Meu negócio não é somar. É multiplicar, sozinho eu não dou conta. Eu ando em bando. Camuflado, descarado, fazendo festa. Sinto-me em casa, no meio da rua, na madrugada, na multidão.
Eu sou da tribo do abraço.” ― Cazuza

Nexo




Olhando daqui, percebo que pessoas e circunstâncias tiveram um propósito maior na minha vida do que muitas vezes, no momento de cada uma, eu soube, pude, aceitei, ler. Parece-me, agora, que cada uma, no seu próprio tempo, do seu próprio modo, veio somar para que eu chegasse até aqui, embora algumas vezes, no calor da emoção da vez, eu tenha me rendido à enganosa impressão de que veio subtrair. A vida tem uma sabedoria que nem sempre alcanço, mas que eu tenho aprendido a respeitar, cada vez com mais fé e liberdade.

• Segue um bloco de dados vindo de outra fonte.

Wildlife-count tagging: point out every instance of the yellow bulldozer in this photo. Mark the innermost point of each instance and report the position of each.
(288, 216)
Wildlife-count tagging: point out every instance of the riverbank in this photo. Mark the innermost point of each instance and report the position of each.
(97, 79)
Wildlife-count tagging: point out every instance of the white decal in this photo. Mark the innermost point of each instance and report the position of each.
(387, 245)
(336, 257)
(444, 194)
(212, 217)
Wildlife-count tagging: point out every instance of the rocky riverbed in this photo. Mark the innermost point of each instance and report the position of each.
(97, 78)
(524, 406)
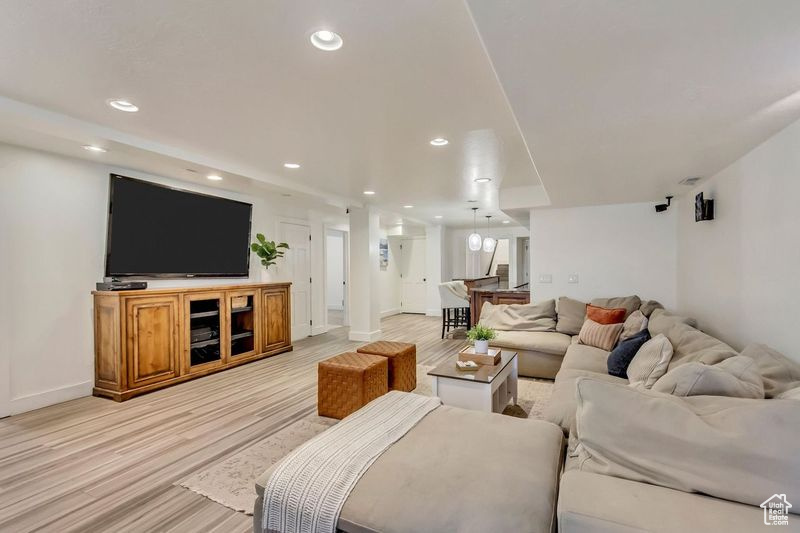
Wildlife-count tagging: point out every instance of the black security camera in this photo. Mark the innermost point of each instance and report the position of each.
(660, 208)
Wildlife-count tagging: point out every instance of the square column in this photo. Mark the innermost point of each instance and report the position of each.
(365, 319)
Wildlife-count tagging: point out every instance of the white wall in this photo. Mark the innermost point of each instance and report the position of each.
(334, 251)
(434, 268)
(52, 236)
(389, 278)
(738, 273)
(616, 250)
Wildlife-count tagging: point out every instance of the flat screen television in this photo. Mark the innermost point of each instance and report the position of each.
(156, 231)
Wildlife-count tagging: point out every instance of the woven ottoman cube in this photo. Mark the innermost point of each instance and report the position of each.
(402, 358)
(349, 381)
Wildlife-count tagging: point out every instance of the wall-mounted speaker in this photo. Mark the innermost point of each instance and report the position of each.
(703, 209)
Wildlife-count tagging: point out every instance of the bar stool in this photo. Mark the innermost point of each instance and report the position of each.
(455, 305)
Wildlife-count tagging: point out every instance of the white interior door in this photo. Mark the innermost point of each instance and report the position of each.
(412, 275)
(524, 276)
(297, 265)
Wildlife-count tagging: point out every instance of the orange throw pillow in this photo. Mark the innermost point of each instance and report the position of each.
(603, 315)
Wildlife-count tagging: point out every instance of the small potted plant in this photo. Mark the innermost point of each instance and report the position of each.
(268, 251)
(481, 336)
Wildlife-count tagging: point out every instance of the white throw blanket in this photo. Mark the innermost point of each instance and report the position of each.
(308, 488)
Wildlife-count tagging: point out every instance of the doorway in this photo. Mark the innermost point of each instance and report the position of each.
(336, 277)
(523, 261)
(412, 275)
(297, 266)
(500, 262)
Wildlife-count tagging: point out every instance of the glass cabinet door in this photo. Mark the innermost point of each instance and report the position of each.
(242, 324)
(206, 317)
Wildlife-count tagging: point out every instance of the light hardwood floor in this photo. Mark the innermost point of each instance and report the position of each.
(95, 465)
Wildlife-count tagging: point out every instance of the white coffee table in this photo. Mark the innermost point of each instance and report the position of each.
(489, 388)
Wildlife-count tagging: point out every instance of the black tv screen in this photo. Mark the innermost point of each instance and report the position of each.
(161, 232)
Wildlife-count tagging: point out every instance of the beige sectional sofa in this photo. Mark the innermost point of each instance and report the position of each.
(592, 501)
(636, 460)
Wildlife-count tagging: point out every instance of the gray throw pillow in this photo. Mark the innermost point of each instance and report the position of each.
(635, 323)
(778, 372)
(650, 362)
(648, 306)
(736, 377)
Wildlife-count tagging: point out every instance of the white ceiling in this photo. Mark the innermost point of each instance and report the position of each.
(609, 101)
(618, 100)
(238, 84)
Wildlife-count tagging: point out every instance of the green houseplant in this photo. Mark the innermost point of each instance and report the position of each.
(481, 336)
(268, 251)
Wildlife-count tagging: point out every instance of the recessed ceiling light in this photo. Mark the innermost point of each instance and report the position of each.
(326, 40)
(93, 148)
(690, 181)
(124, 105)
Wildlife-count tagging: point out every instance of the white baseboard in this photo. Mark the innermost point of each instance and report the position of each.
(51, 397)
(365, 336)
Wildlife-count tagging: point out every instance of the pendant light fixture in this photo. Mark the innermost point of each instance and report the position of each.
(488, 243)
(474, 240)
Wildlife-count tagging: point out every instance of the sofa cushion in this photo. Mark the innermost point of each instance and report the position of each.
(620, 357)
(571, 314)
(606, 315)
(650, 362)
(648, 306)
(778, 372)
(603, 336)
(585, 357)
(630, 303)
(732, 448)
(736, 377)
(791, 394)
(538, 341)
(425, 472)
(519, 317)
(692, 345)
(595, 503)
(561, 407)
(526, 460)
(661, 320)
(635, 323)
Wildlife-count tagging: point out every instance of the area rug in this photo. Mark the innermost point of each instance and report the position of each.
(232, 481)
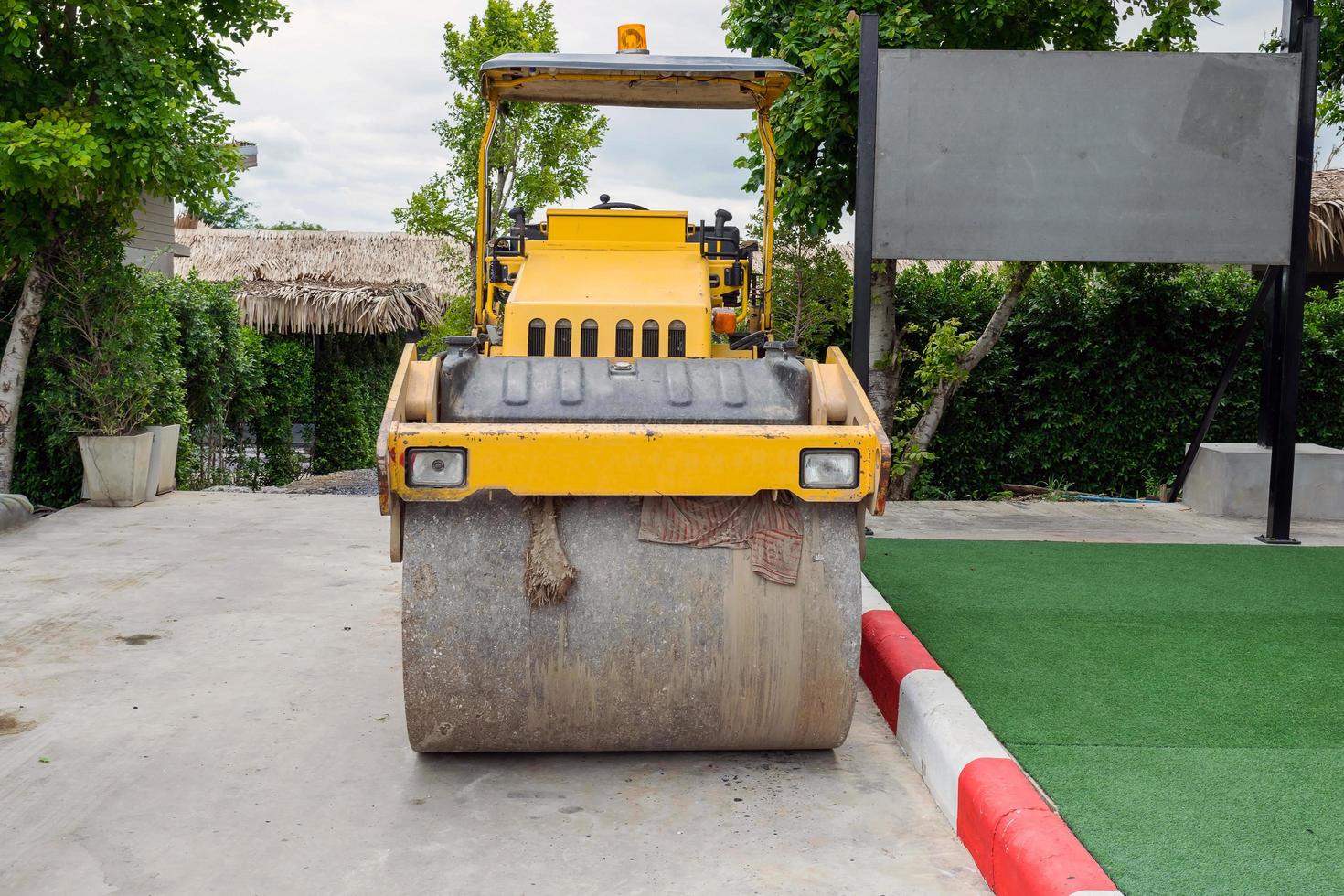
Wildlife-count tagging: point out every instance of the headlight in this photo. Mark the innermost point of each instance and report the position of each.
(829, 469)
(437, 468)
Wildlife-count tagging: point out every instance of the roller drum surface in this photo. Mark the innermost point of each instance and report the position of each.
(655, 647)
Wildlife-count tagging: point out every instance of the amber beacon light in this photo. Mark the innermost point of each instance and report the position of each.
(632, 37)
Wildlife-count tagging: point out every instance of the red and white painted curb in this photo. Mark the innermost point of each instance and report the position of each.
(1020, 845)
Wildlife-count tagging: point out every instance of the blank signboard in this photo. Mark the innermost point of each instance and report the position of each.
(1085, 156)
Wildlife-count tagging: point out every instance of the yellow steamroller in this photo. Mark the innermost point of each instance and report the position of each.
(628, 517)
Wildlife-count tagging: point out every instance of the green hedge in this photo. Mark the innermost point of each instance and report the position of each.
(351, 379)
(1104, 374)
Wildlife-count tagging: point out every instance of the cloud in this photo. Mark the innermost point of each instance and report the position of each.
(340, 103)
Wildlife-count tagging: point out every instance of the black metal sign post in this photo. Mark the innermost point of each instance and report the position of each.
(1286, 354)
(863, 187)
(1243, 238)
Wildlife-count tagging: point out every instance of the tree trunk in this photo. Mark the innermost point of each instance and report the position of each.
(880, 338)
(14, 366)
(928, 423)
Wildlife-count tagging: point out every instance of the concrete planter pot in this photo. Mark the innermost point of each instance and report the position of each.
(117, 468)
(163, 460)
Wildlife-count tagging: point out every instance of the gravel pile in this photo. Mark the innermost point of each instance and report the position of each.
(342, 483)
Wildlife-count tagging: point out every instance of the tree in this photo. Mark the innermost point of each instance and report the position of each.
(815, 121)
(102, 102)
(540, 152)
(812, 289)
(1329, 89)
(226, 211)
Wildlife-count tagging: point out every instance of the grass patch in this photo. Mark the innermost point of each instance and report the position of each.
(1181, 704)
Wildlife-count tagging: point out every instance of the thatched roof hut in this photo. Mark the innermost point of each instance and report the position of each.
(1328, 220)
(302, 281)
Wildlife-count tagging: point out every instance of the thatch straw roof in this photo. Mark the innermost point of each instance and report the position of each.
(299, 281)
(1328, 218)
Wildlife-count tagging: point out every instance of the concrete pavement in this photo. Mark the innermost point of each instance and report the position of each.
(202, 695)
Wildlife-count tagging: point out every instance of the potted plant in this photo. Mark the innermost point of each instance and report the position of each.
(120, 374)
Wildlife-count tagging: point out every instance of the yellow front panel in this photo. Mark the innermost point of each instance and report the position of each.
(606, 286)
(614, 226)
(603, 458)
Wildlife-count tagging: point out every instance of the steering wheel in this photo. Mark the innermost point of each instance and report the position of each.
(606, 203)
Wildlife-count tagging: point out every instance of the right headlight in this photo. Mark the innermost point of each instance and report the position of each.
(436, 468)
(829, 469)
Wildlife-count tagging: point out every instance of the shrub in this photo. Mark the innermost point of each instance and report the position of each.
(120, 367)
(457, 321)
(1104, 374)
(351, 378)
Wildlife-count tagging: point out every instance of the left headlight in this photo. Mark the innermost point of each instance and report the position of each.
(436, 468)
(829, 469)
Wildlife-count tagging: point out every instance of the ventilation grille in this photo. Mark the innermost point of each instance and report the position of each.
(537, 337)
(563, 338)
(651, 338)
(588, 338)
(677, 338)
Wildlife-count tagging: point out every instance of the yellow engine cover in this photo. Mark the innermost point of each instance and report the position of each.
(606, 266)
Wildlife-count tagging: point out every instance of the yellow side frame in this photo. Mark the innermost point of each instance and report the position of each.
(485, 312)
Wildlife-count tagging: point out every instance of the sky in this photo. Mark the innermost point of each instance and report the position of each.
(342, 98)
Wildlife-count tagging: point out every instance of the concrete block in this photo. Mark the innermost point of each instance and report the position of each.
(15, 511)
(1232, 480)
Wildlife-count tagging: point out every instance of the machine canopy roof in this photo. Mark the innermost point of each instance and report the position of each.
(636, 80)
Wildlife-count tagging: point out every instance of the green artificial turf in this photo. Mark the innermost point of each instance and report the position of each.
(1181, 704)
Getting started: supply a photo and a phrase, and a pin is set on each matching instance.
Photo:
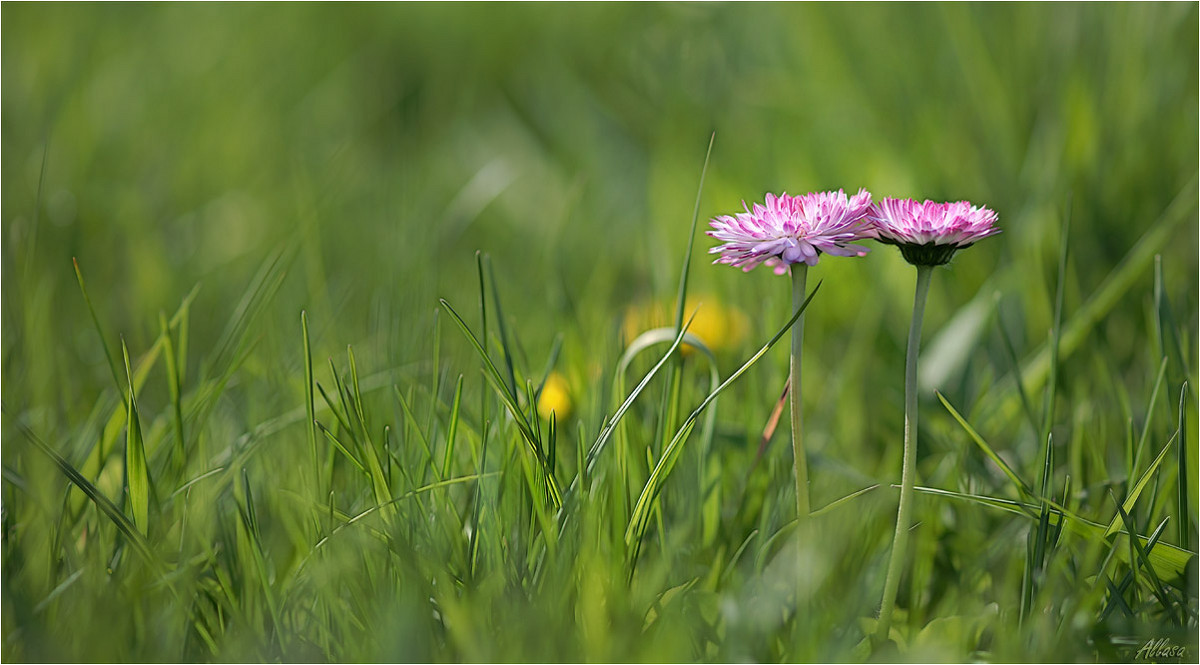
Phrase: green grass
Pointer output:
(283, 406)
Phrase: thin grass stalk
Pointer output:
(907, 475)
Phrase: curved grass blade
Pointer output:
(639, 520)
(493, 376)
(1171, 563)
(107, 507)
(606, 432)
(1132, 498)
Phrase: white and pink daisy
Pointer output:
(929, 233)
(793, 229)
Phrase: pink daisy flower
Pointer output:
(793, 229)
(929, 233)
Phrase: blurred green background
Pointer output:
(180, 143)
(381, 145)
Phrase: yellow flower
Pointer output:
(555, 397)
(720, 327)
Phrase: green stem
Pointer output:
(799, 276)
(907, 478)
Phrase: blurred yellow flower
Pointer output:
(555, 397)
(720, 327)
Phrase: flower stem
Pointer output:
(904, 517)
(799, 276)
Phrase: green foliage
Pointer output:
(375, 485)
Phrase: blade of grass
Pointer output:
(1139, 556)
(124, 525)
(451, 431)
(1170, 563)
(310, 402)
(1132, 497)
(1150, 418)
(502, 328)
(1023, 489)
(509, 400)
(174, 390)
(100, 333)
(136, 471)
(642, 342)
(637, 522)
(1181, 505)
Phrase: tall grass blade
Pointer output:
(310, 402)
(1143, 559)
(174, 389)
(124, 525)
(1150, 418)
(100, 333)
(1025, 490)
(453, 430)
(1135, 491)
(1181, 505)
(1171, 563)
(498, 384)
(136, 471)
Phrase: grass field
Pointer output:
(245, 425)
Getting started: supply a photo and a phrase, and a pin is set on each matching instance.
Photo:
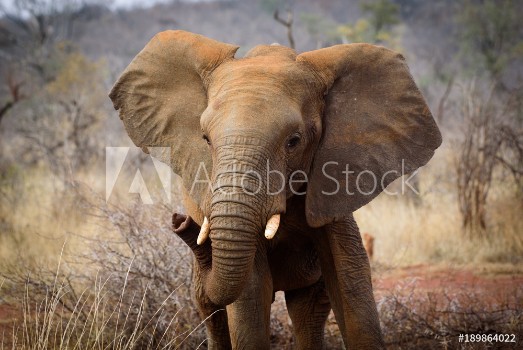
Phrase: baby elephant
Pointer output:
(275, 151)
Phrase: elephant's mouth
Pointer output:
(270, 228)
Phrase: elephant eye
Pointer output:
(293, 141)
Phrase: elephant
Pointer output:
(275, 151)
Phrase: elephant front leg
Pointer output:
(249, 315)
(308, 309)
(215, 317)
(346, 270)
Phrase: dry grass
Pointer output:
(124, 279)
(430, 231)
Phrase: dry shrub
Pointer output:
(419, 319)
(129, 289)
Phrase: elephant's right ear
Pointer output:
(162, 94)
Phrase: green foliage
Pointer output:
(491, 35)
(380, 26)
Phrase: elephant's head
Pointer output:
(293, 117)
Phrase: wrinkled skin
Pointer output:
(276, 111)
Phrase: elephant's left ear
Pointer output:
(162, 94)
(376, 127)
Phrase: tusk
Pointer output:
(272, 226)
(204, 232)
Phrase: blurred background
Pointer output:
(79, 269)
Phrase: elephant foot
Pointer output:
(185, 227)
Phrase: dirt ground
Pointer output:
(489, 280)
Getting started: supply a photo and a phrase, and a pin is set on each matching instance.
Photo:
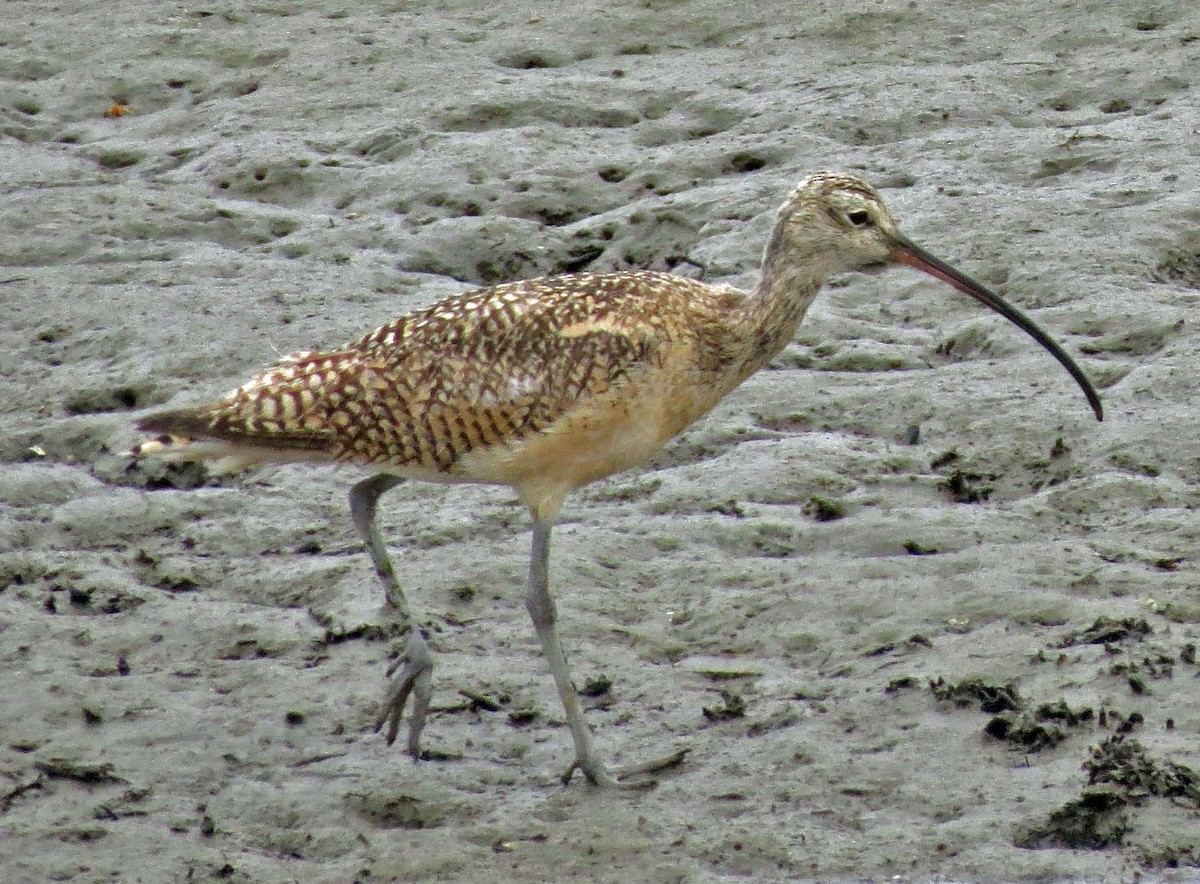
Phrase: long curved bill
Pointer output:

O tempo, de vento em vento, desmanchou o penteado arrumadinho de várias certezas que eu tinha, e algumas vezes descabelou completamente a minha alma. Mesmo que isso tenha me assustado muito aqui e ali, no somatório de tudo, foi graça, alívio e abertura. A gente não precisa de certezas estáticas. A gente precisa é aprender a manha de saber se reinventar. De se tornar manhã novíssima depois de cada longa noite escura. De duvidar até acreditar com o coração isento das crenças alheias. A gente precisa é saber criar espaço, não importa o tamanho dos apertos. A gente precisa é de um olhar fresco, que não envelhece, apesar de tudo o que já viu. É de um amor que não enruga, apesar das memórias todas na pele da alma. A gente precisa é deixar de ser sobrevivente para, finalmente, viver. A gente precisa mesmo é aprender a ser feliz a partir do único lugar onde a felicidade pode começar, florir, esparramar seus ramos, compartilhar seus frutos.


Tudo o que eu vivi me trouxe até aqui e sou grata a tudo, invariavelmente. Curvo meu coração em reverência a todos os mestres, espalhados pelos meus caminhos todos, vestidos de tantos jeitos, algumas vezes disfarçados de dor.


Eu mudei muito nos últimos anos, mais até do que já consigo notar, mas ainda não passei a acreditar em acaso.